2 Responses to Quantum Mechanics and Lamb Bhuna

  1. Martin humby says:

    Hi Dave,

    Thanks for the interesting posting! Looks like Edinburgh was a first class event. Always liked Scottish curry, curry houses, and from my experience Indian waiters with broad Scottish accents – at least in Glasgow: a survival trait possibly. Really disappointed not to have heard you speak.

    Can’t say I managed to get a full grasp of the logic behind the theory from the slides but mostly my knowledge of quantum mechanics is limited to Richard P Feynman’s QED book and in general have never been able to understand why some quantum effects should be considered in any way surprising.

    In the double slit experiment for example why should it sometimes be put forward as a surprise that detecting which slit a particle goes through destroys the effect – even the statement is a misrepresentation. How can the passing of a photon or even an electron be detected without affecting the system? Clearly it can’t but that is not the point, what is this non-intrusive detector, often referred to but never defined, that might have been thought capable of doing this? For me this is a puzzlement of many years and have always been hoping to contact someone who could explain. Could you spare a minute to help me out on this one?

    For me the really exciting part is the proven possibility of extracting information from a system with out destroying the required effects making quantum computation possible – real Sci-Fi stuff. Anyway, thanks again for the posting and the slides, all the best,

    Martin.

  2. Hi Martin,

    “How can the passing of a photon or even an electron be detected without affecting the system?” . You’ve got to the root of the issue here. Contrary to what the popular press try to push out, quantum theory is rooted in the practicalities of measurement and the realities of the universe (as is relativity), and builds a universe based upon rigorous mathematics which has yet to be confounded by any experiment. There is no such thing as a perfect measurement,as you rightly point out, you always interact with a system to measure it, thereby changing the system, and it’s self-evident as you imply.

    Take the simple Qubit system I talk about, from this experiment it can be plainly seen that trying to detect which route the photon takes will affect the outcome. If you detect the photon coming off of the ‘North’ mirror, then the expectation value of the system is then 1. Applying a beam splitter will then put the system into expectation value of 0, and both East and North detectors pick up the photons. If NO photon comes off of the North mirror, it must have come off the Eat one, so the expectation value is -1. Put that through a beam splitter and the expectation value is 0 again. Reality and theory match.
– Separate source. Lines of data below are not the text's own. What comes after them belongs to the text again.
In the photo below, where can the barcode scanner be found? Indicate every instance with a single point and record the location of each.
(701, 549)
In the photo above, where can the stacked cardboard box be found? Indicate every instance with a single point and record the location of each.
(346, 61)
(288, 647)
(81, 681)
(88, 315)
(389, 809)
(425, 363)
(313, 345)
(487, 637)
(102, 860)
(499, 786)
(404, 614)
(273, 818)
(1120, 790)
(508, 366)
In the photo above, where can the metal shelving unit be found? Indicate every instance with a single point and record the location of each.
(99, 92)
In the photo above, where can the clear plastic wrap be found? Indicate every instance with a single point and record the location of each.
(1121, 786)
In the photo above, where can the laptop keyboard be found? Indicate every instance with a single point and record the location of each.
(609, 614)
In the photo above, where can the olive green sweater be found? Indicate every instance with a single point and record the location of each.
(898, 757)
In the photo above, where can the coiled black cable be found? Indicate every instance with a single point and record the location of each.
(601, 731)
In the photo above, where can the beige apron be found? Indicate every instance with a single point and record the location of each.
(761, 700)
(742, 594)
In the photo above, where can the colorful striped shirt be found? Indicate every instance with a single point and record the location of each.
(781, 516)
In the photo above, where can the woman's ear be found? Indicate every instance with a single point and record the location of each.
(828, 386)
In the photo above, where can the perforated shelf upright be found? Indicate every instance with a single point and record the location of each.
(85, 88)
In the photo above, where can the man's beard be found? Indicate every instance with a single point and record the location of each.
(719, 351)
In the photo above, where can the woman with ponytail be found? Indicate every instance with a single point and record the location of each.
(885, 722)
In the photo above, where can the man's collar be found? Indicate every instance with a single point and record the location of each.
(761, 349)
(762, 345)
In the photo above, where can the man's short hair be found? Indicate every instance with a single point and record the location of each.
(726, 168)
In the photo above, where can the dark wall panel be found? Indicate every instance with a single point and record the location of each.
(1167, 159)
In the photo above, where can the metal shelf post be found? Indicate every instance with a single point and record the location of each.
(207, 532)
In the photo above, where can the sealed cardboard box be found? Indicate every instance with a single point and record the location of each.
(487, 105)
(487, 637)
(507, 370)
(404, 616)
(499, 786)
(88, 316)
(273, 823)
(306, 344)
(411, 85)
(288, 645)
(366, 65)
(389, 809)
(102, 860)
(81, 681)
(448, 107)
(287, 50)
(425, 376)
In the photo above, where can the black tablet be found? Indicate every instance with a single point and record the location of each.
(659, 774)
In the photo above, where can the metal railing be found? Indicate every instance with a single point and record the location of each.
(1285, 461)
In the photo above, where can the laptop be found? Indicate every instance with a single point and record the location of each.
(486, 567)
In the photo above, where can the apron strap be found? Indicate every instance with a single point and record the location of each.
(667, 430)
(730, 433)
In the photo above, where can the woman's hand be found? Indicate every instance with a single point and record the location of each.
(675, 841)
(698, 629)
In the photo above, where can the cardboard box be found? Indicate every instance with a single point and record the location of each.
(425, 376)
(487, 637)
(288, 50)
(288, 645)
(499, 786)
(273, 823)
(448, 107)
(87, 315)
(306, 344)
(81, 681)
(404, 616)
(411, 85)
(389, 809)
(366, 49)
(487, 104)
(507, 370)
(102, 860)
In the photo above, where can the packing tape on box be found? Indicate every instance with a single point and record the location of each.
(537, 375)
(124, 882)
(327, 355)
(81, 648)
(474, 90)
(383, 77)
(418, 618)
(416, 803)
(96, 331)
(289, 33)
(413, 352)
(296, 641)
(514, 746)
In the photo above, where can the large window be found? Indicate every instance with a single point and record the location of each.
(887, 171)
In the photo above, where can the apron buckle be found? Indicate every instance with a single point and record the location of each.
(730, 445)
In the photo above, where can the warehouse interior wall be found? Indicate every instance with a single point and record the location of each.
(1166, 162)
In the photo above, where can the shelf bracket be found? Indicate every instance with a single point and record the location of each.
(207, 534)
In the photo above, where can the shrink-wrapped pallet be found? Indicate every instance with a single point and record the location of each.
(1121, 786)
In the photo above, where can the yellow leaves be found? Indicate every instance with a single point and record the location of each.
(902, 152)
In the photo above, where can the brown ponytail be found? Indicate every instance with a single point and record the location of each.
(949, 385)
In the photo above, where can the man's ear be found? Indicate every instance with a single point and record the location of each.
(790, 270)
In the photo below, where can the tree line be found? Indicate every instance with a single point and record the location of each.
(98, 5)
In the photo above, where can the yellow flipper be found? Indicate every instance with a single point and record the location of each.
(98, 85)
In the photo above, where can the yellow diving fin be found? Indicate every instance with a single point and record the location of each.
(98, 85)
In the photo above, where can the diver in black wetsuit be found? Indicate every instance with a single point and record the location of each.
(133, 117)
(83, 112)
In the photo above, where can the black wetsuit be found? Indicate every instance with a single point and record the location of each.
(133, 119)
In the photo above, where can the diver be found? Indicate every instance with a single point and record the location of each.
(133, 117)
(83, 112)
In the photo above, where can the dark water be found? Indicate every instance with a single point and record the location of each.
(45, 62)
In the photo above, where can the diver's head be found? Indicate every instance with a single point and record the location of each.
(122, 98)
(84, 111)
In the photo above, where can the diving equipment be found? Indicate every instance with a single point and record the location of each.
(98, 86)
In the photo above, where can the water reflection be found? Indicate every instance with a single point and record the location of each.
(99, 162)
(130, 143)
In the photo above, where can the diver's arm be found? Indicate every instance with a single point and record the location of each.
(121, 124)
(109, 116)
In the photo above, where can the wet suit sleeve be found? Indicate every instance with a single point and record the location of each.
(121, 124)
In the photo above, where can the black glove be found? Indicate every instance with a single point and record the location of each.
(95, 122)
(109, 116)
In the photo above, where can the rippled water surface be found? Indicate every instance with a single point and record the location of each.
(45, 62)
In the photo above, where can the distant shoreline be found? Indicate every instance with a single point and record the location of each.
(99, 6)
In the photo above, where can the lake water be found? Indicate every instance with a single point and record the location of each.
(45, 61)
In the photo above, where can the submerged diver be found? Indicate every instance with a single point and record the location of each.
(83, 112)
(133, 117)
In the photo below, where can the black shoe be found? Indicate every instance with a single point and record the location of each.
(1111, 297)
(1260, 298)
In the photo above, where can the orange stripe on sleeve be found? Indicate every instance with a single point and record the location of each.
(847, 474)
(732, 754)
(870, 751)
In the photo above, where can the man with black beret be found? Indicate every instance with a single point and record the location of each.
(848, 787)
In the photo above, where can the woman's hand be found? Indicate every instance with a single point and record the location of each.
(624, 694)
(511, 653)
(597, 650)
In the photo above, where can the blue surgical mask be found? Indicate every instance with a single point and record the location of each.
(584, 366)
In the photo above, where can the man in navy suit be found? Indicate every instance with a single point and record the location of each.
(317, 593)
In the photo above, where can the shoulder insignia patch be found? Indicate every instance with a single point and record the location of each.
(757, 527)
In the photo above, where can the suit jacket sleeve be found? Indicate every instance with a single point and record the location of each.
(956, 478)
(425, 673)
    This interpretation makes use of this impossible, imaginary ‘non-invasive’ detector, but the result is the same when you consider an invasive detector as you would in real life.

    The reality is if you detect the photons coming East after the mirror, then they will no longer take part in the system and only the photons going north are left, so naturally the output will be photons at both detectors!

    It’s great stuff, the logic is there, pure and simple, it’s just the results are not always intuitive and are hard to interpret in terms of everyday experience. The key difference is that the mathematics of continuums as with classical physics is different to that of discreet packets or ‘quanta’. Naturally the results will differ. Quantum Theory has always won over classical theory, because it is a better representation of reality – whether we like it or not … perhaps a better theory will come along someday which will both match reality and our expectations of reality …

    Glad you liked the slides … not going to make it to Aberdeen then :-)?